Editorial board writer Barb Shelly among top names to take a buyout at The Kansas City Star

Barb Shelly, one of the leading voices in local news, will leave the Kansas City Star, she confirmed on social media Friday morning.

Shelly, a graduate of Penn State University, has worked in several different capacities at the Star since 1984. She has been on the Star editorial board since 2004.

KCUR reported Thursday that the deadline for newsroom employees to accept buyouts came and went on Wednesday.

Also following Shelly out the door at 1729 Grand is Steve Paul, a veteran at the Star of more than 40 years. Paul is currently the editorial page editor. Also departing is Robert Trussell, the Star’s theater critic. Other names in the Star newsroom are said to have accepted buyouts, but as of this writing have not been independently confirmed and won’t be named here until they are. We will update as we learn more.

The Star’s newsroom has been harmless from buyouts offers for a year, a period of relative calm that had followed several rounds of buyouts and layoffs. The Star is owned by McClatchy, a Sacramento, California-based newspaper  company that owns 29 media properties. The Star is McClatchy’s third-largest newspaper property, based on daily circulation (157,661), behind the Ft. Worth Star-Telegram and The Sacramento Bee.

McClatchy posted its annual report with the Securities and Exchange Commission on Wednesday. The publicly traded company, which hasn’t paid dividends to shareholders since the first quarter of 2009, was warned last month by the New York Stock Exchange, where its shares are traded, that its low stock price hasn’t met listing requirements and faces possible delisting. Generally, the NYSE requires companies trading on its exchange to have share prices above $1.

McClatchy’s stock hit a three-month low of 87 cents per share on February 11, but the stock has grown since then, opening trading on Friday at $1.32 and likely staving off the NYSE’s delisting threat.

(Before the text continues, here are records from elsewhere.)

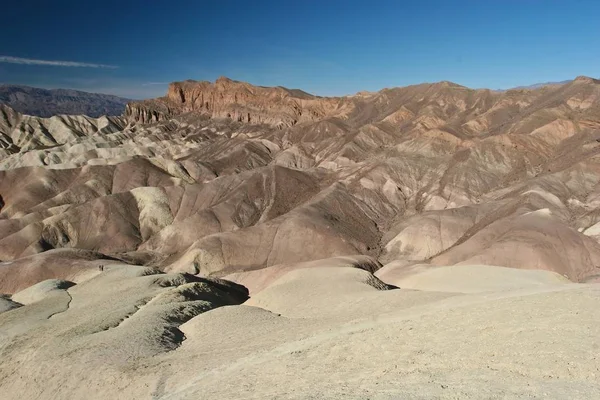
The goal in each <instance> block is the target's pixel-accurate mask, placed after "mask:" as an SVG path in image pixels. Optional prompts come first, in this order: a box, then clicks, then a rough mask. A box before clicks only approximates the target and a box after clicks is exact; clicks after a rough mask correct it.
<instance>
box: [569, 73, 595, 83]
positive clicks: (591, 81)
mask: <svg viewBox="0 0 600 400" xmlns="http://www.w3.org/2000/svg"><path fill="white" fill-rule="evenodd" d="M573 82H576V83H594V84H600V80H598V79H594V78H591V77H589V76H584V75H580V76H578V77H577V78H575V80H574V81H573Z"/></svg>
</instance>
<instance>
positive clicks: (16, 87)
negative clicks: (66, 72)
mask: <svg viewBox="0 0 600 400" xmlns="http://www.w3.org/2000/svg"><path fill="white" fill-rule="evenodd" d="M129 101H131V100H130V99H125V98H122V97H118V96H113V95H108V94H100V93H88V92H81V91H78V90H70V89H50V90H48V89H40V88H34V87H30V86H21V85H0V103H3V104H6V105H8V106H10V107H11V108H13V109H14V110H16V111H18V112H20V113H23V114H27V115H35V116H38V117H51V116H53V115H58V114H69V115H82V114H83V115H87V116H89V117H94V118H97V117H100V116H102V115H108V116H112V115H121V114H122V113H123V111H124V109H125V105H126V104H127V103H128V102H129Z"/></svg>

McClatchy’s financial realities were laid bare in the annual report. The company still makes most of its revenue — 60 percent — from advertising, which has been on a steady decline. In 2011, McClatchy made $936 million in advertising revenue and $1.3 billion in overall revenue. In 2015, the company realized $637 million in advertising revenue, and $1.05 billion in overall revenue. While audience revenues have grown since that time, it’s not been enough to offset losses in advertising. McClatchy posted an operating loss of $245 million in 2015. McClatchy continues to be burdened by debt that it incurred when it bought several media properties, including the Star, from Knight-Ridder in 2006. As of December 27, 2015, it has $937 million in outstanding indebtedness. Meanwhile, its pension obligations have increased.

All of which is to say that these latest buyouts mark another sad chapter in the troubles that face print media in this town and elsewhere. In an age where bashing “mainstream media” is as fashionable as not owning a television and telling everyone about it, such attitudes overlook the importance of having a strong media in local communities. And to have a strong media, you need to have people to do the work. At the Star, here and elsewhere, there are fewer people left to tell the stories that need to be told. There’s no joy in telling this story.

When local print media struggles, there are no winners — except perhaps for those people and institutions that need to be examined.